Reputation: 537
I'm working on a project where I need to find Nearest Neighboors of am embedding vector. Recently, I'm tryng to use Google's new ANN tool SCANN github. I was able to create the searcher object and serialize it for an small dataset (~200K row with 512 values) with the following code
import numpy as np
import scann
data = np.random.random((200k,512))
data = data / np.linalg.norm(data, axis=1)[:, np.newaxis]
searcher = scann.scann_ops_pybind.builder(data, 10, "dot_product").tree(
num_leaves=2000, num_leaves_to_search=100, training_sample_size=250000).score_ah(
2, anisotropic_quantization_threshold=0.2).reorder(100).build()
searcher.serialize('./scann')
But when I've tried with the real dataset (~48M rows with 512 values), I got:
In [11]: searcher.serialize('scann/')
---------------------------------------------------------------------------
MemoryError Traceback (most recent call last)
<ipython-input-11-71a5ef71c81f> in <module>
----> 1 searcher.serialize('scann/')
~/.local/lib/python3.6/site-packages/scann/scann_ops/py/scann_ops_pybind.py in serialize(self, artifacts_dir)
70
71 def serialize(self, artifacts_dir):
---> 72 self.searcher.serialize(artifacts_dir)
73
74
MemoryError: std::bad_alloc
The size of the .npy
file for the dataset is ~90GB and I have at least 500GB of free RAM left on my computer and 1TB of free disk:
I'm running Ubuntu 18.04.5 LTS and Python 3.6.9. The Scann module was instaled with Pip.
Any ideas of what can be going on?
Thanks for the help
[edit] After @MSalters comment, I did some testing and find out that if the dataset to be serialized has more than 16777220 bytes (2^24+4) it fails with the bad_alloc
message.

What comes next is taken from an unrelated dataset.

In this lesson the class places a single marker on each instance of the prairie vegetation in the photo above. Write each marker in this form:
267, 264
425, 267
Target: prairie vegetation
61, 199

I still don't know why this happens ...
[edit2] I build the SCANN from source, and put some debug prints in it. The error seems to be on this line:
vector<uint8_t> storage(hash_dim * expected_size);
and if I print it like this:
std::cout << hash_dim << " " << expected_size <<"\n" << std::flush;
std::cout << hash_dim * expected_size <<"\n" << std::flush;
vector<uint8_t> v2;
std::cout << v2.max_size() << "\n" << std::flush;
vector<uint8_t> storage(hash_dim * expected_size);
std::cout << "after storage creation\n" << std::flush;
Then I get;
256 8388608
-2147483648
9223372036854775807
Upvotes: 3
Views: 353
Reputation: 85276
There seems to be an existing issue report in ScaNN, #427, with a similar error.
Based on the output of -2147483648
for std::cout << hash_dim * expected_size
we can conclude that hash_dim * expected_size
overflows.
Looking at the source we see the type of both hash_dim
and expected_size
is int
.
So probably the type of at least one of these should have been int64_t
, long long
or, better yet, size_t
.
By looking at the source of ScaNN it seems there might be more places that could benefit from a data type specifically designed to hold a size (size_t
) instead of an int
.
Upvotes: 1